To demonstrate this we will create a custom User document.

To create such a document, we first subclass the Document class. This is generally the intended purpose of the Document class, and you should always subclass it and add new properties. If you feel you don’t need to subclass, you can probably get away with a plain dict.

Back to our example, let’s say we have a user document that should have an authenticated flag that is, for obvious reasons, only used during a request-response cycle, and not saved to the database. We also want to have a method that will check passwords, as well as one that will set it. The subclass might look something like this:

class User(Document):
    authenticated = False

    def check_password(self, password):
        return encrypt(password) == self.password

    def set_password(self, password):
        self.password = encrypt(password)

Now we can, say, retrieve a dict from a database and convert it to a user document (using some imaginary database and request API in this example):

user_dict = db.users.get(username='foo')
password = request.params['password']
user = User.from_dict(user_dict)
if user.check_password(password):
    user.authenticated = True
    session['user'] = user
    return 'success!'
return 'wrong username or password'

Suppose the database expects us to save a new record by passing it a dict representing the record’s data (which is how PyMongo works, for example). Let’s store a new user:

username = request.params['username']
password = request.params['password']
user = User(usernam=username)
user.set_password(password)
db.users.save(user.to_dict())

By using the to_dict() method, we avoid having to deal with authenticated property, as well as the two methods we have defined on the User document. Only the username and encrypted passwords are saved. This provides a clean separation of what we consider metadata and actual data.

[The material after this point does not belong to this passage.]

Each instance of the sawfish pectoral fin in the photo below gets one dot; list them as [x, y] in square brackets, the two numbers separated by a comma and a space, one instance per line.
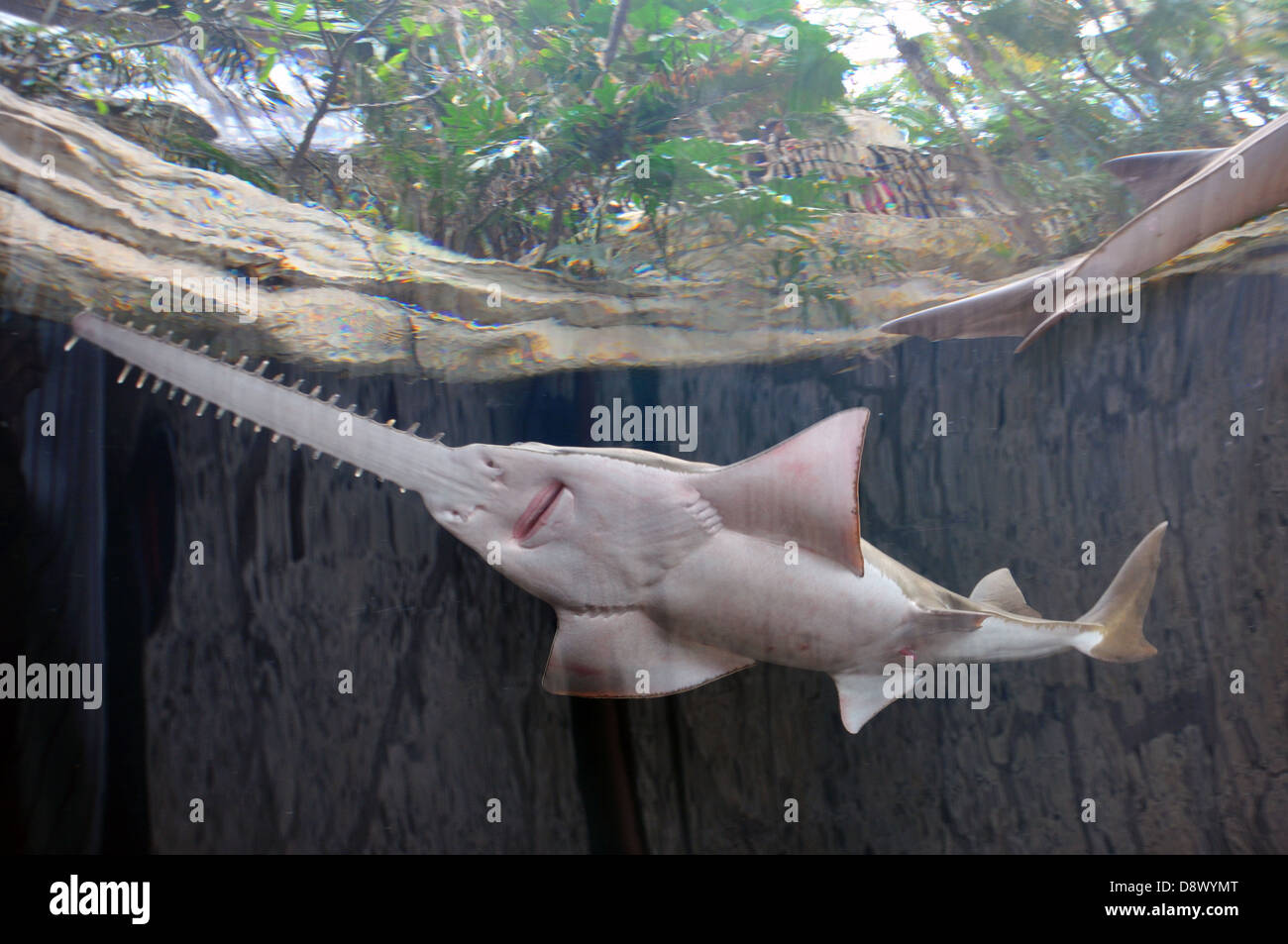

This separation has other consequences. Comparing two records with different metadata will only compare the actual data. For example:

>>> class FooDoc(Document):
...    meta = True
>>> foo1 = FooDoc(foo=1)
>>> foo2 = FooDoc(foo=1)
>>> foo1.meta = False
>>> foo1 == foo2
True

Despite the two documents having different values for the meta property, they are still considered equal because the actual data is equal.

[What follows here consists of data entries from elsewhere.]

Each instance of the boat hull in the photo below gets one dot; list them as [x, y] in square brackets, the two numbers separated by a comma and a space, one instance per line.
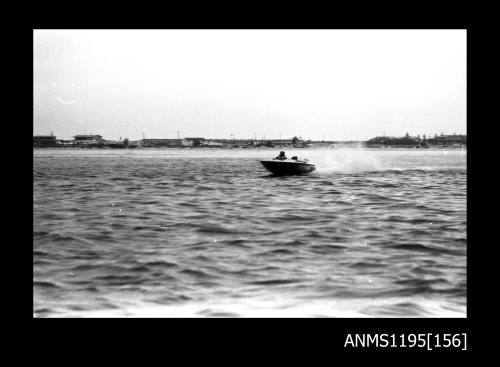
[281, 168]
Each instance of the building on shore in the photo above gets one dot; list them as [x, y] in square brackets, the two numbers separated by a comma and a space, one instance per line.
[161, 143]
[87, 139]
[43, 141]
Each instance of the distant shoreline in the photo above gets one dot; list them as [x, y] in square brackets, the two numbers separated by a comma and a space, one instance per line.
[332, 146]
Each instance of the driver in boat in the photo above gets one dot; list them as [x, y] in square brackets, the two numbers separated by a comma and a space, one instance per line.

Another thing to note that, because we can have custom properties, and also assign dictionary keys using properties, only the properties that are defined on the class can actually be set as properties, and everything else is considered a dictionary key. To demonstrate this, we will use the FooDoc class defined before.

>>> foo1 = FooDoc(foo=1)
>>> foo1.meta = True  # Sets the ``meta`` property
>>> foo1.metadata = 'bar'  # Creates an actual dict key called ``metadata``
>>> foo1.to_dict()
{'foo': 1, 'metadata': 'bar'}

API documentation

The whole document module is a little under 440 lines of code including inline documentation and doctests. Therefore, you are advised to look at the source code for in-depth API documentation. All examples in the inline documentation double as unit tests so they are virtually guaranteed to work as documented.